Sardonic Old Gringo

American Writer Ambrose Bierce (1842-1914)

He was one of the two greatest writers of fiction about the Civil War, the other being Stephen Crane. His short story, “An Occurrence at Owl Creek Bridge,” is one of my clearest memories from high school English. He also wrote some good horror stories, plus a book of sardonic definitions he called The Devil’s Dictionary (1906). As he wrote in the preface to that book: “[T]he author hopes to be held guiltless by those to whom the work is addressed—enlightened souls who prefder dry wines to sweet, sense to sentiment, wit to humor and clean English to slang.”

I thought I would present a few of my favorite entries from The Devil’s Dictionary that I found particularly witty.

ABORIGINES, n. Persons of little worth found cumbering the soil of a newly discovered country. They soon cease to cumber: they fertilize.

ABSURDITY, n. A statement or belief manifestly inconsistent with one’s own opinion.

ACTUALLY, adv. Perhaps; possibly.

COMFORT, n. A state of mind produced by contemplation of a neighbor’s uneasiness.

EVANGELIST, n. A bearer of good tidings, particularly (in a religious sense) such as assure us of our own salvation and the damnation of our neighbors.

FIDELITY, n. A virtue peculiar to those who are about to be betrayed.

LIGHTHOUSE, n. A tall building on the seashore in which the government maintains a lamp and the friend of a politician.
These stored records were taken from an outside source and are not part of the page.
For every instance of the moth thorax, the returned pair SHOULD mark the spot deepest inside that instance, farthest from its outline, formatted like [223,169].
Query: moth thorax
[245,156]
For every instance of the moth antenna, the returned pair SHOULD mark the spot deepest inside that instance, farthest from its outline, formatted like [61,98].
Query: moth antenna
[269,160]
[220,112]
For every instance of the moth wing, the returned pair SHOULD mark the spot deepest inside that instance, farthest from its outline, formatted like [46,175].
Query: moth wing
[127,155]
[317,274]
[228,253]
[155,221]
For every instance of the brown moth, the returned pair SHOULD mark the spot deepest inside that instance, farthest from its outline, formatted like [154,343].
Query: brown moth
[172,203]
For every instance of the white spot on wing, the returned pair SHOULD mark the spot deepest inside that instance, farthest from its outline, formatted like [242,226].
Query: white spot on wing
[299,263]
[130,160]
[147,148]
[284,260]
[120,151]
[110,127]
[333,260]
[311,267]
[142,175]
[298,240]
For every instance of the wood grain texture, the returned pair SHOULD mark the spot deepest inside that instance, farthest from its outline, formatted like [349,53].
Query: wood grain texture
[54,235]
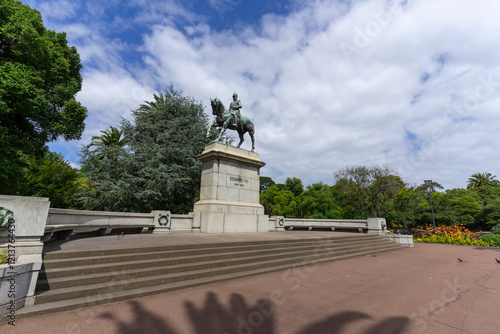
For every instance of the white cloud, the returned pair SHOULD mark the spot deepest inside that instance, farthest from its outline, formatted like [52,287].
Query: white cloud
[329,85]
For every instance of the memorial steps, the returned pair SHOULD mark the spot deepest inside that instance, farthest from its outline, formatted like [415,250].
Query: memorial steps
[70,280]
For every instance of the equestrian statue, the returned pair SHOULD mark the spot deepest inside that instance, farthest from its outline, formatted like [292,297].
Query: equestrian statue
[231,119]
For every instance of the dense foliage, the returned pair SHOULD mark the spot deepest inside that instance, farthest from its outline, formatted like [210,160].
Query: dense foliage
[39,78]
[362,192]
[153,166]
[53,177]
[454,235]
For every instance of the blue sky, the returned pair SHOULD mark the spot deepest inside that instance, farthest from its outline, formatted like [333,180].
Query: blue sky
[414,84]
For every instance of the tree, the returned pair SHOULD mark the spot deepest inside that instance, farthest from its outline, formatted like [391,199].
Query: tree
[39,78]
[375,190]
[157,169]
[467,205]
[482,179]
[294,185]
[51,176]
[110,137]
[279,202]
[265,183]
[319,201]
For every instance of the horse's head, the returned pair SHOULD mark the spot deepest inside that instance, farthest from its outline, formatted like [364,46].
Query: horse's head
[217,107]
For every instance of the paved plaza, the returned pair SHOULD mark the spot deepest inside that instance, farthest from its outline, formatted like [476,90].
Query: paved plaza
[424,289]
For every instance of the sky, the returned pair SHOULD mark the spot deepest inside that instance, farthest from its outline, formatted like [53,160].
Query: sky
[412,84]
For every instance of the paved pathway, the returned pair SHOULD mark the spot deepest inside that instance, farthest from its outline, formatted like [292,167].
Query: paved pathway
[424,289]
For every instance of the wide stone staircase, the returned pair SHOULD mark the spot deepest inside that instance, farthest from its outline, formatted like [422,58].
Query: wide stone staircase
[70,280]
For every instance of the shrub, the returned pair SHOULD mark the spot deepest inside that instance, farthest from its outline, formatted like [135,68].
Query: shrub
[456,235]
[4,257]
[494,238]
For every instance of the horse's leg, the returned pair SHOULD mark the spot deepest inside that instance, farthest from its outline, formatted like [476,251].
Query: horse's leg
[241,137]
[253,139]
[222,131]
[210,128]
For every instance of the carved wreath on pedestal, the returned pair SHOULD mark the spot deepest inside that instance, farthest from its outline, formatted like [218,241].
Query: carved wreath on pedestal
[6,218]
[164,220]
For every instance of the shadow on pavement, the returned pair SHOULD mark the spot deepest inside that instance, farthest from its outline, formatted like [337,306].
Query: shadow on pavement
[239,317]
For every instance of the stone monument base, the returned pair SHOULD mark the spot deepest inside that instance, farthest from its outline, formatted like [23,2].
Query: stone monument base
[229,194]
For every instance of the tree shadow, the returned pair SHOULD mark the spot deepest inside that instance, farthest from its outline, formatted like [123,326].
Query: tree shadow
[213,317]
[239,317]
[143,322]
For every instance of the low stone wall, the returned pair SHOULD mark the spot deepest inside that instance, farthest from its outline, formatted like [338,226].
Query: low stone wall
[64,223]
[355,225]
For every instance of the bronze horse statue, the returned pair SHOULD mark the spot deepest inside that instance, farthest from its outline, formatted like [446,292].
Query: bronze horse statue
[242,125]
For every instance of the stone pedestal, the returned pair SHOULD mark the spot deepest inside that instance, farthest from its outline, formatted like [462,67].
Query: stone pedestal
[22,241]
[229,194]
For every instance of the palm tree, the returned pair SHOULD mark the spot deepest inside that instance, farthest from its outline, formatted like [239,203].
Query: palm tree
[482,179]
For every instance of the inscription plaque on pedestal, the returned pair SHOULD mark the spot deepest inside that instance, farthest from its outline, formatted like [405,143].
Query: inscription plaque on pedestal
[229,194]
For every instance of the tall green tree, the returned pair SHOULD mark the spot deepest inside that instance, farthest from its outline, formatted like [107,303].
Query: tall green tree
[294,185]
[265,183]
[53,177]
[375,190]
[482,179]
[110,137]
[39,78]
[157,169]
[320,201]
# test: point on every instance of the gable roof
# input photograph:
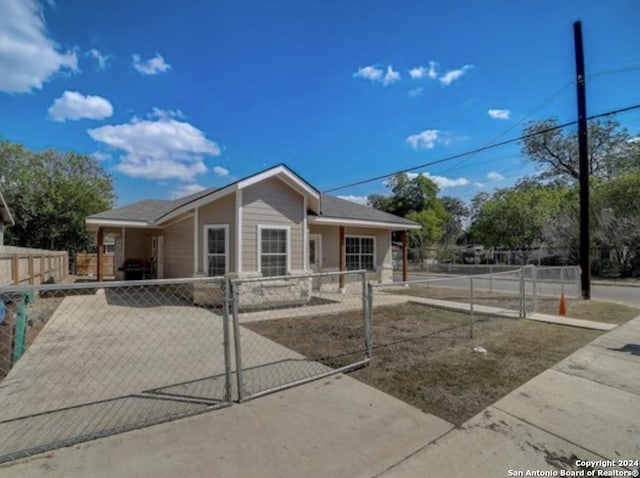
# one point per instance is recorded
(5, 214)
(154, 212)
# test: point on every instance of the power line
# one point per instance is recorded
(483, 148)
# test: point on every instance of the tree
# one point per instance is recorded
(432, 221)
(50, 194)
(514, 218)
(407, 194)
(616, 219)
(457, 212)
(415, 198)
(611, 149)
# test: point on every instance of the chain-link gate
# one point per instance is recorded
(293, 329)
(81, 361)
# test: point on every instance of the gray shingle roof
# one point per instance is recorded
(146, 210)
(151, 210)
(343, 209)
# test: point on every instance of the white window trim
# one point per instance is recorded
(259, 241)
(318, 238)
(375, 249)
(205, 247)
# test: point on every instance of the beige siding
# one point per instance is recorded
(220, 212)
(272, 203)
(138, 243)
(178, 249)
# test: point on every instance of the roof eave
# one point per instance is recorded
(93, 224)
(339, 221)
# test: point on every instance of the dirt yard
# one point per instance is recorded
(423, 355)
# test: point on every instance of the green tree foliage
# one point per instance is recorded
(415, 198)
(611, 150)
(515, 218)
(50, 194)
(457, 212)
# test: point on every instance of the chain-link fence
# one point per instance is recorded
(85, 360)
(505, 294)
(496, 285)
(80, 361)
(293, 329)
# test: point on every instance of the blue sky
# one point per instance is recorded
(177, 96)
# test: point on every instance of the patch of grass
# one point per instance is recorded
(423, 355)
(600, 311)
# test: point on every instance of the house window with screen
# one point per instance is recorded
(273, 252)
(216, 251)
(359, 253)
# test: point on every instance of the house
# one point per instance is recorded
(272, 223)
(6, 220)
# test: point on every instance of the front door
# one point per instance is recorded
(315, 257)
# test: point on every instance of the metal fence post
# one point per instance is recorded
(535, 288)
(471, 306)
(491, 279)
(368, 330)
(226, 284)
(236, 341)
(523, 303)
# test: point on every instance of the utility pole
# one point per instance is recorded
(583, 148)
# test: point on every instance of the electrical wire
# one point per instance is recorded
(484, 148)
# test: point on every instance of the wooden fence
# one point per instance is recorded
(87, 265)
(20, 265)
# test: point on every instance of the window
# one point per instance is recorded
(360, 253)
(216, 248)
(273, 251)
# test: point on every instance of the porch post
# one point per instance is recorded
(341, 254)
(405, 269)
(99, 249)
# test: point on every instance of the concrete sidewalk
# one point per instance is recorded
(333, 427)
(587, 407)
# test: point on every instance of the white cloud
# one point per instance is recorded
(432, 73)
(99, 57)
(499, 114)
(186, 189)
(442, 181)
(391, 76)
(28, 56)
(220, 171)
(101, 156)
(152, 66)
(74, 106)
(371, 73)
(166, 114)
(424, 140)
(452, 75)
(375, 74)
(418, 72)
(158, 148)
(362, 200)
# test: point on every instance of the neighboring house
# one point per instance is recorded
(273, 223)
(5, 218)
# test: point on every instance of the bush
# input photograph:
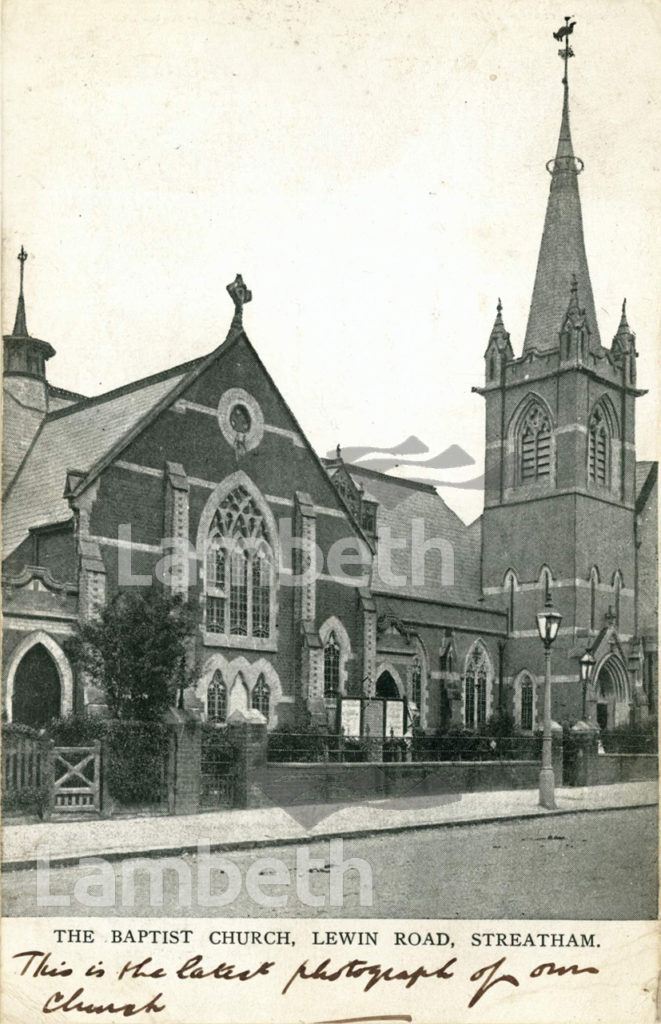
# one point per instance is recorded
(77, 730)
(135, 762)
(137, 651)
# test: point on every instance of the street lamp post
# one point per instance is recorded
(547, 624)
(586, 665)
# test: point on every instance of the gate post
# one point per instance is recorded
(248, 735)
(184, 761)
(47, 777)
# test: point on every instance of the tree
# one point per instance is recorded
(137, 651)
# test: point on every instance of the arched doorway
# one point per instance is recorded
(387, 688)
(37, 691)
(612, 694)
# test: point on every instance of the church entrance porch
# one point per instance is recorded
(613, 706)
(37, 694)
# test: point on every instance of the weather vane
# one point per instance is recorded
(21, 257)
(564, 33)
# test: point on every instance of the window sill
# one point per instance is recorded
(239, 643)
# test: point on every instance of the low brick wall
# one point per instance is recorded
(624, 768)
(324, 782)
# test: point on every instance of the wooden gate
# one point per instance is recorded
(76, 778)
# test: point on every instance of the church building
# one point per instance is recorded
(200, 479)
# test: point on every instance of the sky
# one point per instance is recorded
(375, 169)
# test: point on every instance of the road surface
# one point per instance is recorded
(586, 865)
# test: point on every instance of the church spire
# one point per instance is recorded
(562, 253)
(20, 324)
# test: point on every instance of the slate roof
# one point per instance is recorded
(402, 502)
(76, 437)
(562, 253)
(646, 478)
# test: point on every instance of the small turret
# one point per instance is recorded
(498, 350)
(25, 356)
(623, 347)
(575, 332)
(26, 389)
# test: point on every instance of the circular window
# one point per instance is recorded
(239, 419)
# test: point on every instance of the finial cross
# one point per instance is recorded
(21, 257)
(239, 294)
(564, 33)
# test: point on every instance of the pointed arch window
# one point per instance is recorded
(239, 571)
(617, 586)
(599, 449)
(416, 682)
(262, 696)
(217, 698)
(534, 444)
(476, 687)
(332, 667)
(527, 704)
(511, 587)
(593, 582)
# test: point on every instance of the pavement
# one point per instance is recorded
(223, 830)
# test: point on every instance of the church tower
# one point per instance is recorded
(26, 390)
(560, 468)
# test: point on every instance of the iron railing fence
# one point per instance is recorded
(301, 747)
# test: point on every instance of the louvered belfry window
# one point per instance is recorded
(535, 445)
(598, 449)
(331, 667)
(239, 569)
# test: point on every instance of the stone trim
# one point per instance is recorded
(176, 525)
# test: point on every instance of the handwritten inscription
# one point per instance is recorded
(41, 965)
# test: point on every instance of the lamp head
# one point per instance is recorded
(548, 623)
(586, 665)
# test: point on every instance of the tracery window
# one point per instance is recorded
(593, 581)
(599, 448)
(262, 696)
(217, 698)
(618, 593)
(534, 445)
(239, 569)
(476, 686)
(416, 682)
(331, 667)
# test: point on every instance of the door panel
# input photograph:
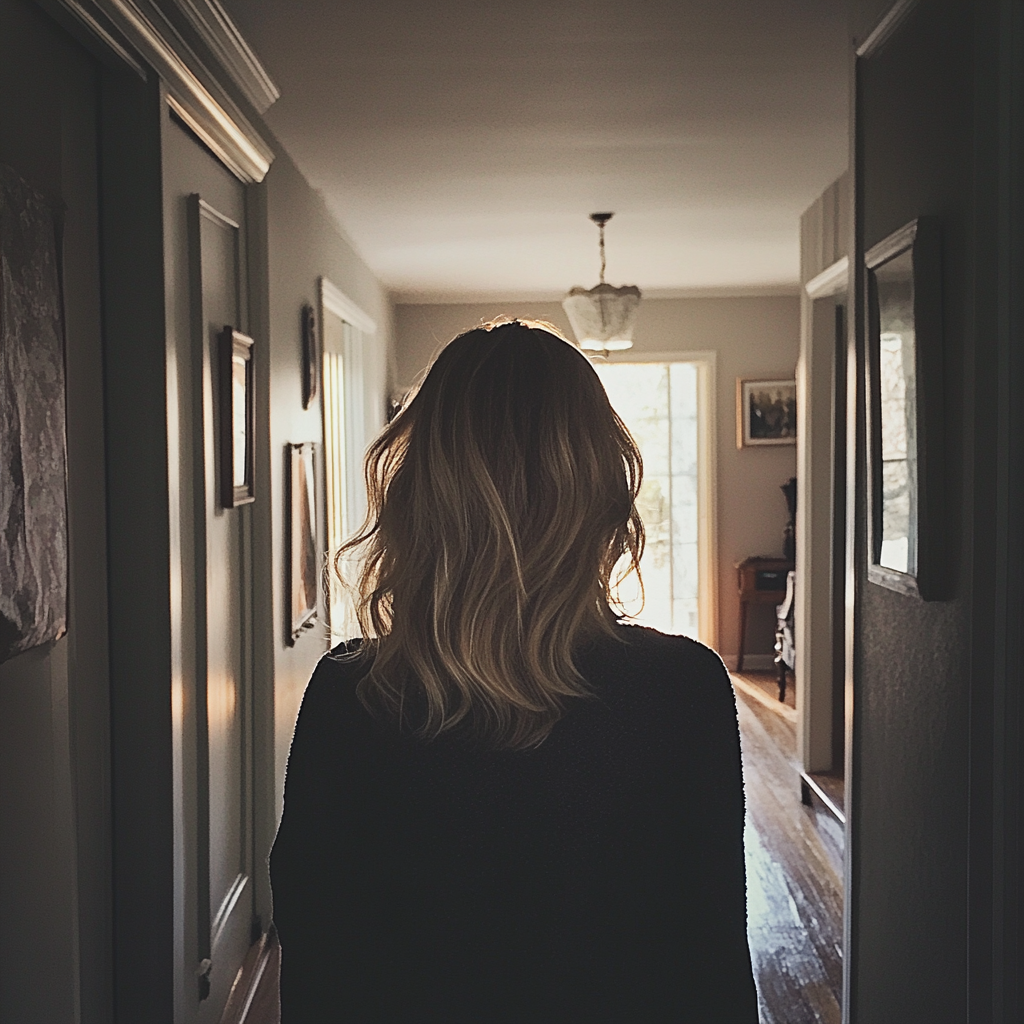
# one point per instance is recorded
(207, 275)
(228, 911)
MONARCHICAL GOVERNMENT, n. Government.

PEACE, n. In international affairs, a period of cheating between two periods of fighting.

SELF-EVIDENT, adj. Evident to one’s self and to nobody else.

In 1914, Bierce is said to have crossed the border into Mexico during that country’s revolution and disappeared. In 1985, Mexican novelist Carlos Fuentes wrote an excellent book entitled The Old Gringo speculating what happened to Bierce during the fighting between Pancho Villa and the government forces of General Victoriano Huerta.